Двуличность, в которой его часто обвиняли, была в последние годы его жизни единственным оставшимся у него оружием для защиты всего того, во что он верил. Для него его монаршая власть была символом веры. Бог облек его властью, и эта власть была священной. Бог, которому были ведомы все тайны и от которого ничто не было скрыто, постановил, что безопасность народа зависит от воли монарха. Притязания его подданных на то, чтобы иметь голос в управлении государством независимо от него самого, казались ему кощунственными. Те люди, которые их высказывали, по его мнению, были либо нечестивцами, либо простофилями, обманутыми нечестивцами. Он так и не смог поверить в какую-либо более уважительную причину их поведения.

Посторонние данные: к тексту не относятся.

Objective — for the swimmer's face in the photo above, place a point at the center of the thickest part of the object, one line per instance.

Придерживаясь таких убеждений, он должен был считать себя безупречным во всех действиях любого рода, которые имели своей целью возвращение ему власти и спасение его народа от последствий его же глупости. В гражданской войне между ним и парламентом он считал парламент единственным виновным во всей пролитой крови. Действительно, после долгих споров в Ньюпорте он согласился на пункт договора, освобождающий его противников от вины и косвенно признающий его собственную вину и вину своих приверженцев в войне. Но это, как он написал своему сыну, было признание, вырванное у него суровой необходимостью в его положении пленника. Оно никоим образом не отражало его убеждение в этом вопросе, и он не представлял себе, что какой-нибудь беспристрастный, честный человек мог вообще согласиться с этим. Что же касается возобновления войны за последние месяцы и обвинения армией его как человека, проливающего кровь, он относился к этому как к злобной пропаганде негодяев.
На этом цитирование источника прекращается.